Jacob called himself a filmmaker, but his films—three shorts, one feature-length that had made a few marginal festivals, then gone straight to DVD—were not ones Paul, or Paul’s friends, had heard of. Calling yourself an artist did not make you one. He was tired of financing Jacob, but Edith was always pestering him, relentless, and Paul knew they must conspire in back-channel conversations to keep the checks coming. Edith was stiff-spined, except when it came to her son.

Paul’s dispersals to Jacob left mere pockmarks in his fortune, but the presumption that there would always be more silted the flow of his generosity.
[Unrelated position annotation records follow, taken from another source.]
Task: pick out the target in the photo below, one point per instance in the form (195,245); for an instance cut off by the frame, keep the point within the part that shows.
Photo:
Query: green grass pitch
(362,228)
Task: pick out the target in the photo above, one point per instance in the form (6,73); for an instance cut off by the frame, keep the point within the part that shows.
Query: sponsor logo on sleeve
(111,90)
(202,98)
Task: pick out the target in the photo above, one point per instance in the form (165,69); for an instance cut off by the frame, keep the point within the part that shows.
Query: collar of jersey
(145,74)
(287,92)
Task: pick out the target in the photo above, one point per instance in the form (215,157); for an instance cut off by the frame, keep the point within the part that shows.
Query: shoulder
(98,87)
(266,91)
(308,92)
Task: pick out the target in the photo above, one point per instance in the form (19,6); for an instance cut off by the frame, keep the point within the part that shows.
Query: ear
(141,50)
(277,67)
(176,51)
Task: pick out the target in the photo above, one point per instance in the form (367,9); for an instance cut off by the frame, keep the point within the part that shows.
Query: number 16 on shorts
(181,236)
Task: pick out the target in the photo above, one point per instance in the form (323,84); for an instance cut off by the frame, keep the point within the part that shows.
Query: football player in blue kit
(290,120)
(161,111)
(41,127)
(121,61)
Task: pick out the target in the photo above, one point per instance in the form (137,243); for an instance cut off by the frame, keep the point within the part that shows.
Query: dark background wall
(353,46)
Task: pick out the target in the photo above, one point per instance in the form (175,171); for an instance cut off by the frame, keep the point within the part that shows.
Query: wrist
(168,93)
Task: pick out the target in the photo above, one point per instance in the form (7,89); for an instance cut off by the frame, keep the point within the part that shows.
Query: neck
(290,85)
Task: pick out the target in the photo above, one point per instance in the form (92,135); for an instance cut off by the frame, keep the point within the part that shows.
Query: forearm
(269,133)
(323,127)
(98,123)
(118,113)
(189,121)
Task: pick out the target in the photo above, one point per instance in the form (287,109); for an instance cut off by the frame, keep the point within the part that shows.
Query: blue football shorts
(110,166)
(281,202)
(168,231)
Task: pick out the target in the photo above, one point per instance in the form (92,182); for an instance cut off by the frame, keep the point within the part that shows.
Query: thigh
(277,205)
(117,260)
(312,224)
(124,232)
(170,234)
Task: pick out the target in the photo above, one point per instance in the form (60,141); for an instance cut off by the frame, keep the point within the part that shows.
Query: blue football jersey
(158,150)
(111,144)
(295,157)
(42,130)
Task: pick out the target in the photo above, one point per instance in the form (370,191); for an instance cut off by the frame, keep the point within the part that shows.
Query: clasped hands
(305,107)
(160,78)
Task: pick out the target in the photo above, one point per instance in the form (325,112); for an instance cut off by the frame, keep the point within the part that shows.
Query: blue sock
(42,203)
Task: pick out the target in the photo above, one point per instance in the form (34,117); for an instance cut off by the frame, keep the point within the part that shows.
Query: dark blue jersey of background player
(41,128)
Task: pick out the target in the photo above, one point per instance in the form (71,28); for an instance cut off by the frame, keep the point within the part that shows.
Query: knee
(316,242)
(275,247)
To make matters worse, Jacob wore a tetchy air of mild resentment that Paul couldn’t begin to understand. He was forty and his father was bankrolling him; what could he possibly feel aggrieved about? He pushed unrealized potential before him like a baby carriage. Before investing in his son Paul had studied the economics of the film business. It was rare for independent films to make real money, and Jacob, in his black leather jacket (always the same well-cut fit and always replaced whenever it began to wear), prided himself on his anticommercialism. That meant, barring some stroke of success that his talent, so far, did not seem to herald, he would be on Paul’s dole for life. Fatherhood gave less, not more, pleasure through the years, which perhaps explained why his friends mooned over
their grandchildren: the chance to start over. Having, as yet, no grandchildren of his own, he was left with his sons, grown, along with all the usual ways, in their capacity to disappoint.

Paul’s younger son, Samuel, was a go-getter, at least. He ran a prominent gay rights organization and had been featured on the cover of
New York
magazine as one of 40 Under 40 New Yorkers to Watch. Paul did not object to his sexual preference; he had read up enough, when Samuel came out, to convince himself both that homosexuality was immutable and that he as the father was not to blame. But he hated having it flaunted, hated the endless stream of interchangeable young men brought to Passover and Thanksgiving. “You want me to live like I’m straight,” Samuel had accused him once. This was exactly right. Paul couldn’t quite surmount his perplexity that it was Jacob who was the washout.